Where Do Rangel's Constituents Sit On His Massive Ethics Mess?

Do Charles Rangel's constituents think that Rangel should be booted from office over his 13-count ethics indictment in the House? While some reports seem to think that this doesn't sit well with his constituents, reporters were busy asking his constituents this morning and not all of them were calling for Rangel to step down.

Indeed, some were saying that this was a witch hunt to go after Rangel after 40 years of service and that this was politics. They cited his work for the district and all the good things he's done.

The myopia is astounding, but not unexpected. After all, when people are polled about Congress, they generally give Congress generically awful marks, but rank their own member quite well. Rangel is no exception to that rule. In fact, I've remarked on numerous occasions during this entire affair that while it will hurt Rangel's fellow Democrats, Rangel may well be reelected without much of a problem.

Rangel was reelected handily in 2008 despite the news of his tax evasion, rent stabilization mess, and other legal and ethics woes coming to light during the summer of 2008. If his constituents didn't boot him then, what makes anyone think that they're going to do so now?

It may well take a perp-walk to send Rangel packing if Congress doesn't first expel him and Congressional Democrats are loath to do so. They've been dragging their feet for nearly two years in resisting calls for investigations and for Rangel to step down as chair of Ways and Means. Yet, the weight of evidence against Rangel is such that it can no longer be avoided and the timing couldn't be better.
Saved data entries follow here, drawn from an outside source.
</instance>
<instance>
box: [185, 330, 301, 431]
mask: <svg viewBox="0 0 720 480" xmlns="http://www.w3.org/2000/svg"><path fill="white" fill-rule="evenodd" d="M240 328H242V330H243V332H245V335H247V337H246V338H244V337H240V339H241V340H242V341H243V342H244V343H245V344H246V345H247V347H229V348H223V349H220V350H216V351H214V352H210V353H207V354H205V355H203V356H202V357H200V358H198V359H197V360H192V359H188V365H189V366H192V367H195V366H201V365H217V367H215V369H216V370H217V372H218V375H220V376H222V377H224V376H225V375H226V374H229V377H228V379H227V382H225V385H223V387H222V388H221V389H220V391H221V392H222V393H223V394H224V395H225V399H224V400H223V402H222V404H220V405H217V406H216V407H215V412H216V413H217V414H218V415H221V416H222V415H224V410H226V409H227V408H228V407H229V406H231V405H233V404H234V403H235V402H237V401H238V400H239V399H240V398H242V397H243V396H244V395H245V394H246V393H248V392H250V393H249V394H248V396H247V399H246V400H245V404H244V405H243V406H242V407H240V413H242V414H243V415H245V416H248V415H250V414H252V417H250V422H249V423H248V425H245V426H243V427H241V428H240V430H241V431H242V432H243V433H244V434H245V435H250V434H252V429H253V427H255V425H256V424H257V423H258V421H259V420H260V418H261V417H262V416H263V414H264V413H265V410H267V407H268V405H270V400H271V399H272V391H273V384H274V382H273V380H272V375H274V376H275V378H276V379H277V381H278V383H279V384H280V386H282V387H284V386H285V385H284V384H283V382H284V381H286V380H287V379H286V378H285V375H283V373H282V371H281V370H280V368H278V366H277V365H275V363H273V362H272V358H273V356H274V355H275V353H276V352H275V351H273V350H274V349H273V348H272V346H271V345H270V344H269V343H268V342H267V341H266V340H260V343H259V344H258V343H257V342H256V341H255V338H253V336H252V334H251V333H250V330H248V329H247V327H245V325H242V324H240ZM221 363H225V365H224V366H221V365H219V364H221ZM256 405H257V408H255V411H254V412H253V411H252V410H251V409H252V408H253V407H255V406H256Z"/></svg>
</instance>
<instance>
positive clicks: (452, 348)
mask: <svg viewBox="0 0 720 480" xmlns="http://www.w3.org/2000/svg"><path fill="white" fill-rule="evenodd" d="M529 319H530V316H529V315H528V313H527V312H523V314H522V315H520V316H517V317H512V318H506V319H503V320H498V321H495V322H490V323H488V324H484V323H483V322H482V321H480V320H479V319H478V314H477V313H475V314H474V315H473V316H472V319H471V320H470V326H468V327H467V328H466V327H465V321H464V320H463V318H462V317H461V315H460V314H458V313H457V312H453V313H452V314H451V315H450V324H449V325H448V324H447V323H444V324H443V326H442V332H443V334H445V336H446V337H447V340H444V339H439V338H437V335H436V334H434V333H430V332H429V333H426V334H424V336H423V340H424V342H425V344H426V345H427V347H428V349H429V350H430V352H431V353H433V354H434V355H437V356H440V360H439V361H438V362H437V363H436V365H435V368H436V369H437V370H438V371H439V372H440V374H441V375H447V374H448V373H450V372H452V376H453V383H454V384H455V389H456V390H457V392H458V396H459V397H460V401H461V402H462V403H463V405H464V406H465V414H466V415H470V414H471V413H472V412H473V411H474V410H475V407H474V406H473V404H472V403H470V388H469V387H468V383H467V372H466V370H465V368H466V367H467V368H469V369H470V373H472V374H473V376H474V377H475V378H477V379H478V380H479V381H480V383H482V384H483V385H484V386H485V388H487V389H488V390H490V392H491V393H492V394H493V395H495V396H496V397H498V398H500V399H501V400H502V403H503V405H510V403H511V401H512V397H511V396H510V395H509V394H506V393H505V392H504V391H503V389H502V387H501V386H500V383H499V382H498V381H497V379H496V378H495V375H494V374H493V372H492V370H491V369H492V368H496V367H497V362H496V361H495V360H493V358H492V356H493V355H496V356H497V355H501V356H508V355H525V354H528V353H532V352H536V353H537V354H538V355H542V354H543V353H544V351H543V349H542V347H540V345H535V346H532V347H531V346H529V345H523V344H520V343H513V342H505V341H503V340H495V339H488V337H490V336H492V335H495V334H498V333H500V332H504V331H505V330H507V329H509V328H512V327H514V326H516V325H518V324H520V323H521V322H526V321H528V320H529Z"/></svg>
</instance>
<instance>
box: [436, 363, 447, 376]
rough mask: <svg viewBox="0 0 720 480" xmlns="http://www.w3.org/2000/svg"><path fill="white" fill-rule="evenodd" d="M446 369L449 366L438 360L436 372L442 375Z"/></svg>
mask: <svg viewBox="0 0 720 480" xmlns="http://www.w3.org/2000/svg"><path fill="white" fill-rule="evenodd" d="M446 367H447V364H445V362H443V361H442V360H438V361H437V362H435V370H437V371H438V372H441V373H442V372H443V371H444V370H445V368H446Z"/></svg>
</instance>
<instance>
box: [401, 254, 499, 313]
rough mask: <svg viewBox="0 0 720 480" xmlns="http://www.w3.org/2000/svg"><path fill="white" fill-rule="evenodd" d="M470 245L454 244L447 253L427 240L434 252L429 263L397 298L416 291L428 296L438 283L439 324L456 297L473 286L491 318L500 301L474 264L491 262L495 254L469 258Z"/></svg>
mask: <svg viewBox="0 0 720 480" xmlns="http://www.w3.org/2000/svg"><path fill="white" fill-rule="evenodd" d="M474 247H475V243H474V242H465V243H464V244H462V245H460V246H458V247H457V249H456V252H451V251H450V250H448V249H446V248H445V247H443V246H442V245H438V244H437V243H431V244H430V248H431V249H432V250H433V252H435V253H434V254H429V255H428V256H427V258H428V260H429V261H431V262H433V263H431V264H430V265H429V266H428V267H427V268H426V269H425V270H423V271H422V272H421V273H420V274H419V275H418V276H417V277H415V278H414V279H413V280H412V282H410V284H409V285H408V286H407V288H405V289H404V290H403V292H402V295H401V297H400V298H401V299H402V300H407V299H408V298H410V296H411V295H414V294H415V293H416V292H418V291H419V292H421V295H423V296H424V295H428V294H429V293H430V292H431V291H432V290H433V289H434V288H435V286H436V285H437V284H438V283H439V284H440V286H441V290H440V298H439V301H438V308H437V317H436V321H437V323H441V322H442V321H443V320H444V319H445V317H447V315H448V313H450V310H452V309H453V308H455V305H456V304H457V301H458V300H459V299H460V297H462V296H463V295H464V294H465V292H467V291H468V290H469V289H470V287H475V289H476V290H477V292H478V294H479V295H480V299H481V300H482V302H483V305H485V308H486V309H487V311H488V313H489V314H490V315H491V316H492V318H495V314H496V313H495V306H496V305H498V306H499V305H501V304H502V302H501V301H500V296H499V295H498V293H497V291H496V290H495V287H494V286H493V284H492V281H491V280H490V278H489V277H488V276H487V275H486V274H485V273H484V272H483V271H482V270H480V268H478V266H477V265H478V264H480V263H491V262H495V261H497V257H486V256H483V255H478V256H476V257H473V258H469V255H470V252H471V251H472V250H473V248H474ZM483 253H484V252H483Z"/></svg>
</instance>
Everyone should get what they deserve over coddling corruption, graft, and unethical behavior.

Here's a full breakdown of the House ethics panel's findings.
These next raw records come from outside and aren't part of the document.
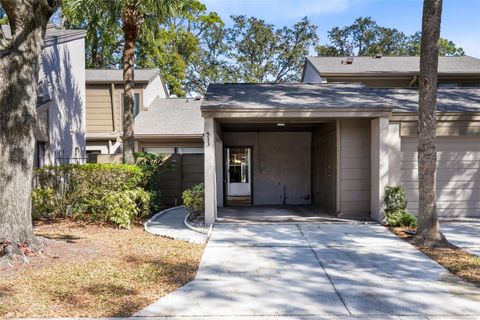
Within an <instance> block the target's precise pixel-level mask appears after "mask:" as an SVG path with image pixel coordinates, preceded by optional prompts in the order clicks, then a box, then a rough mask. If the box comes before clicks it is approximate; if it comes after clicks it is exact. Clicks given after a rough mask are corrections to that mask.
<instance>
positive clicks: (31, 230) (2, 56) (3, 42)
mask: <svg viewBox="0 0 480 320" xmlns="http://www.w3.org/2000/svg"><path fill="white" fill-rule="evenodd" d="M60 2H61V1H60V0H1V1H0V3H1V5H2V7H3V9H4V10H5V13H6V15H7V16H8V22H9V25H10V30H11V38H10V37H6V36H5V35H4V34H3V33H2V32H1V31H0V40H1V41H0V203H1V206H0V249H2V248H4V247H5V248H9V249H7V251H9V252H0V255H1V254H2V253H7V254H8V253H14V252H15V251H16V252H17V253H19V252H20V250H19V248H20V247H21V246H24V245H27V246H30V247H32V248H33V249H37V248H38V246H39V242H38V240H37V239H36V238H35V236H34V234H33V226H32V215H31V193H32V177H33V158H34V150H35V137H34V126H35V122H36V103H37V87H38V80H39V71H40V55H41V51H42V46H43V39H44V37H45V32H46V27H47V23H48V20H49V18H50V16H51V15H52V14H53V13H54V12H55V10H56V9H57V7H58V6H59V4H60ZM10 250H12V251H11V252H10ZM4 251H5V249H4Z"/></svg>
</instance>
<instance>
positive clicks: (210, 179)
mask: <svg viewBox="0 0 480 320" xmlns="http://www.w3.org/2000/svg"><path fill="white" fill-rule="evenodd" d="M204 129H205V130H204V137H203V140H204V146H205V223H206V224H207V225H209V224H213V223H215V219H216V217H217V177H216V169H215V165H216V154H215V119H213V118H204Z"/></svg>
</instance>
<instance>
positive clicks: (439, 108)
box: [202, 83, 480, 112]
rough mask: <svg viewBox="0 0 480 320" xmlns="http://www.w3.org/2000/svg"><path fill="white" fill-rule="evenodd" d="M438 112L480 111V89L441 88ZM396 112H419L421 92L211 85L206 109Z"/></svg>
mask: <svg viewBox="0 0 480 320" xmlns="http://www.w3.org/2000/svg"><path fill="white" fill-rule="evenodd" d="M437 106H438V111H440V112H480V89H477V88H461V89H453V88H440V89H439V90H438V104H437ZM390 108H391V109H392V111H393V112H416V111H417V109H418V90H417V89H413V88H412V89H397V88H392V89H390V88H389V89H378V88H369V87H365V86H362V85H358V84H345V83H334V84H333V83H326V84H310V83H288V84H287V83H284V84H211V85H210V86H209V87H208V91H207V94H206V95H205V99H204V101H203V104H202V109H203V110H227V109H241V110H256V109H267V110H269V109H273V110H274V109H278V110H292V109H293V110H295V109H299V110H302V109H319V110H322V109H335V110H342V109H355V110H359V111H362V110H367V109H375V110H377V109H378V110H382V109H390Z"/></svg>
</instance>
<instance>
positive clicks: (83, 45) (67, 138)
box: [42, 38, 86, 164]
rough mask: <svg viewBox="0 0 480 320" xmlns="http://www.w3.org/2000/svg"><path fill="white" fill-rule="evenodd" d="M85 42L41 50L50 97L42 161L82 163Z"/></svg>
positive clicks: (56, 45)
mask: <svg viewBox="0 0 480 320" xmlns="http://www.w3.org/2000/svg"><path fill="white" fill-rule="evenodd" d="M84 48H85V41H84V39H83V38H82V39H77V40H73V41H69V42H63V43H56V44H53V45H51V46H47V47H45V48H44V49H43V51H42V69H43V73H42V78H43V79H42V80H44V83H45V84H46V85H45V86H44V87H45V89H46V90H48V92H49V96H50V98H51V102H50V106H49V108H48V126H49V133H48V140H49V141H48V145H47V147H46V150H45V153H46V159H45V160H46V161H45V164H63V163H83V162H85V157H86V155H85V49H84Z"/></svg>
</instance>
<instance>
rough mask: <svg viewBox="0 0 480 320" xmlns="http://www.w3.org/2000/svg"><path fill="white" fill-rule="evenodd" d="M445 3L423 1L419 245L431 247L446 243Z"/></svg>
mask: <svg viewBox="0 0 480 320" xmlns="http://www.w3.org/2000/svg"><path fill="white" fill-rule="evenodd" d="M441 14H442V0H424V4H423V22H422V41H421V50H420V75H419V79H418V80H419V119H418V181H419V204H418V227H417V242H418V243H419V244H423V245H426V246H429V247H432V246H435V245H438V244H441V243H443V242H445V237H443V235H442V234H441V233H440V226H439V223H438V216H437V198H436V173H437V153H436V143H437V138H436V127H437V117H436V116H437V115H436V105H437V83H438V75H437V73H438V54H439V45H438V40H439V37H440V21H441Z"/></svg>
Despite the finding that Rangel evaded his tax obligations for more than a decade (from 1998 until the present), Democrats on the panel think that his actions deserve a slap on the wrist: they are recommending a reprimand. Reprimand is the lowest of three possible outcomes - explusion would have been the worst, and a censure would have been an intermediate step.

That the panel's Democrats can't see that this case warrants the most serious punishment is outrageous. After all, if anyone systematically avoided their tax obligations for a decade, they would be looking at jail time. Combine the tax woes with the multitude of other ethical and legal woes, and expulsion should have been the only possible outcome.